Pisgat Zeev liegt im Norden des erweiterten Stadtgebietes von Jerusalem und ist mit 41 000 Einwohnern eines der größeren Stadtquartiere. Har Homa wurde 1997 von der ersten Regierung Netanjahu trotz internationaler Proteste im Süden der Stadt auf einem damals waldigen Hügel direkt neben dem palästinensischen Bethlehem errichtet und schneidet den Ort endgültig von Ostjerusalem ab. Beide Projekte waren im bürokratischen Prozess viel weiter fortgeschritten als die 900 Wohneinheiten von Gilo.

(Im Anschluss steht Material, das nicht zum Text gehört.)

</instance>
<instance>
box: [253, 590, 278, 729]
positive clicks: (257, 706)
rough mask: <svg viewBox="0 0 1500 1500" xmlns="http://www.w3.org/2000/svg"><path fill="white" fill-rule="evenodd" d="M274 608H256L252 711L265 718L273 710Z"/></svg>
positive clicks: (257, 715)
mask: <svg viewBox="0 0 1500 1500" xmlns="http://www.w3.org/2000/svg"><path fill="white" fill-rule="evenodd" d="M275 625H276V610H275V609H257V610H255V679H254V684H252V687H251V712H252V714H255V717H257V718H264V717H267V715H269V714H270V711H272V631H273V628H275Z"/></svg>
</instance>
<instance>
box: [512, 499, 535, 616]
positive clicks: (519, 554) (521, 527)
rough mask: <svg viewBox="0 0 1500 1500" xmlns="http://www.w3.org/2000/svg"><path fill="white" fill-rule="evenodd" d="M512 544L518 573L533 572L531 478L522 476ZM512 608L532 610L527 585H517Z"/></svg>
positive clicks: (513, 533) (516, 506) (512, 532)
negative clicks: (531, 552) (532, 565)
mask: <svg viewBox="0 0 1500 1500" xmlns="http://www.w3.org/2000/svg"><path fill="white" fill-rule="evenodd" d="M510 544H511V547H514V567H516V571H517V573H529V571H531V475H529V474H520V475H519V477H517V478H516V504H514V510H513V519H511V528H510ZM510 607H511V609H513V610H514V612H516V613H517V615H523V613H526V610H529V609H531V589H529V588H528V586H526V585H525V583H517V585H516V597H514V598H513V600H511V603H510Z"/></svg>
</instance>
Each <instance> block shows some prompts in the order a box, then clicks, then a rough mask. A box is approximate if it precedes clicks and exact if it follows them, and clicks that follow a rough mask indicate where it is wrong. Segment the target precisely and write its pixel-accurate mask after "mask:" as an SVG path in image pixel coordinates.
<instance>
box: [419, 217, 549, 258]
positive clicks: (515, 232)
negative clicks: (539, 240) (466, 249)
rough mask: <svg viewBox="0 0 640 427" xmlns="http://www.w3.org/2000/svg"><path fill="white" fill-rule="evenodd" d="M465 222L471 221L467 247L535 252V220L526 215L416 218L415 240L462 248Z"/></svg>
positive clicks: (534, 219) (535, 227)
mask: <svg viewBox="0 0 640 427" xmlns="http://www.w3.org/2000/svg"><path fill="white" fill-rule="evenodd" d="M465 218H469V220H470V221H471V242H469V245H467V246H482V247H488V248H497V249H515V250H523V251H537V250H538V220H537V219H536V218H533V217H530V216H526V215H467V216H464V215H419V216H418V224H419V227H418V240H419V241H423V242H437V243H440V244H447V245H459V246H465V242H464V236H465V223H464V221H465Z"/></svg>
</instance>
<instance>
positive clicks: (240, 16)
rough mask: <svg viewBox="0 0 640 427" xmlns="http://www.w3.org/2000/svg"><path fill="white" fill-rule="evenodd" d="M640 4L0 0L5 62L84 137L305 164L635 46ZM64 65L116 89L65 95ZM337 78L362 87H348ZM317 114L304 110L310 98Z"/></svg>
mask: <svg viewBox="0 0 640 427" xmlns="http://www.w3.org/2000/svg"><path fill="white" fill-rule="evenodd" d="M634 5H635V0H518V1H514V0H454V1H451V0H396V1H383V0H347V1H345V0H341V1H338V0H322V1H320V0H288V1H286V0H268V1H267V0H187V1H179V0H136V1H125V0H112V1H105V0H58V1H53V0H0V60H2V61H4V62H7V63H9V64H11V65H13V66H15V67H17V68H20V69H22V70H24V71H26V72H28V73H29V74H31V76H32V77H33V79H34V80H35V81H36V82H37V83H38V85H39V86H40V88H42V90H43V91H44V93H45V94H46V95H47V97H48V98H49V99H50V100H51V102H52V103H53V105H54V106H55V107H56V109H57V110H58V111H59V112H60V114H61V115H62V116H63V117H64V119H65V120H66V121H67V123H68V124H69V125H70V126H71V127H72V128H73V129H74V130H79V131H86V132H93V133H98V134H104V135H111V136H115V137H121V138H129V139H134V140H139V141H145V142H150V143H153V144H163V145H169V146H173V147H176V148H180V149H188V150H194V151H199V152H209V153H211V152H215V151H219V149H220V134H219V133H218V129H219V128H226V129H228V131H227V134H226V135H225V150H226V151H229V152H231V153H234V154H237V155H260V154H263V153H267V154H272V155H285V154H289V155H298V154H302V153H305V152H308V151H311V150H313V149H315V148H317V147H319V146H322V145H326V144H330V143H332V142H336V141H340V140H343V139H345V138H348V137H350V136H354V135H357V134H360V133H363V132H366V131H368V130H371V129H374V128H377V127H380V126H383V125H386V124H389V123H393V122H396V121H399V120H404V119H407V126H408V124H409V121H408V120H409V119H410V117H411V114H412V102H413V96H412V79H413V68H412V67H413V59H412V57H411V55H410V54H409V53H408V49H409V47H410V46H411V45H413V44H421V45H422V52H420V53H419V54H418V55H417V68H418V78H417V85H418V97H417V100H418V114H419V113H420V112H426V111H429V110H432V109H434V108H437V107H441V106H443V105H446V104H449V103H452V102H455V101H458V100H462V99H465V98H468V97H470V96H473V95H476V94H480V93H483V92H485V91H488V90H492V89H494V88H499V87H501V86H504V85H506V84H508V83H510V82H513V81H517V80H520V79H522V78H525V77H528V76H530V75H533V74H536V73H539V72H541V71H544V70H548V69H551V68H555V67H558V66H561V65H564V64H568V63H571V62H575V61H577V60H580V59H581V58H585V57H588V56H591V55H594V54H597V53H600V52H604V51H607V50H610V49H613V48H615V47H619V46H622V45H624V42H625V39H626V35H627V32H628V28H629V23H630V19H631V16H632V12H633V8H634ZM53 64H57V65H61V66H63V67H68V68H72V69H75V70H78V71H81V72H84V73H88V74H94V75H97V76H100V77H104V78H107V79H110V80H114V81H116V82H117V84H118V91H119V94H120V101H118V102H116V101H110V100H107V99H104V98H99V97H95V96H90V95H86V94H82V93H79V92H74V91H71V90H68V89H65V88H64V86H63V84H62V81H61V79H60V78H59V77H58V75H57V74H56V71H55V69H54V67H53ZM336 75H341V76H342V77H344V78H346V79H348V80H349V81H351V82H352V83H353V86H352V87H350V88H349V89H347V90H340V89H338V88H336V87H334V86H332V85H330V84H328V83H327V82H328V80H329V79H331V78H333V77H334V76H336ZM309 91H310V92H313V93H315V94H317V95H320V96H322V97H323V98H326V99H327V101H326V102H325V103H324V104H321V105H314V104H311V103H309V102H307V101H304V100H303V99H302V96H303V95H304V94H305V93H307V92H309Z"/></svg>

Für US-Medien ist der Siedlungsbau in Gilo kein einschneidendes Ereignis. Viele Zeitungen meldeten den Konflikt nicht einmal. Auch die Interviewäußerung Barack Obamas, die Israels Aktivitäten offen kritisiert, fand in den USA kaum Beachtung. Während seiner Asienreise sagte Obama dem konservativen TV-Sender Fox: „Ich denke, dass der Bau zusätzlicher Wohnungen in den Siedlungen nicht zu Israels Sicherheit beiträgt.“ Jeder Siedlungsbau erschwere den Friedensprozess, könne die Palästinenser weiter verbittern und deshalb gefährliche Folgen für Israel haben. Obama fügte hinzu, Israels Sicherheit sei für die USA von „lebenswichtigem Interesse“. Das gilt als Hinweis, dass er die Militär- und Budgethilfe für Israel nicht kürzen wird.

Seit seinem Amtsantritt hat Obama Israels Siedlungsbau als Hindernis für den Friedensprozess bezeichnet. Das haben zwar alle US-Präsidenten immer wieder getan. Doch Obama tat das offener als seine Vorgänger und weckte damit bei manchen die Hoffnung, er werde mehr Druck auf Israel ausüben, um ein Ende des Siedlungsbaus zu erzwingen.

In den USA ist diese Erwartung nicht so verbreitet. Die Aussichten auf Fortschritte im Friedensprozess werden für absehbare Zeit als gering eingeschätzt. In Israel ist erst kürzlich ein konservativer Premier gewählt worden, Benjamin Netanjahu, der im Wahlkampf eine harte Haltung versprach und seine Position wohl kaum in den ersten Monaten ändern wird. Auf palästinensischer Seite gibt es keinen Ansprechpartner, der verbindliche Absprachen treffen und durchsetzen kann. Da die Voraussetzungen für rasche Erfolge fehlen, so analysieren US-Experten die Lage, wäre es verständlich, wenn Obama vorerst die Finger vom Nahen Osten ließe. Er engagiere sich dennoch, weil abwartendes Nichtstun auch nichts helfe. Er wolle den Dialog am Leben halten in der Hoffnung, dass sich die Lage mittelfristig bessere.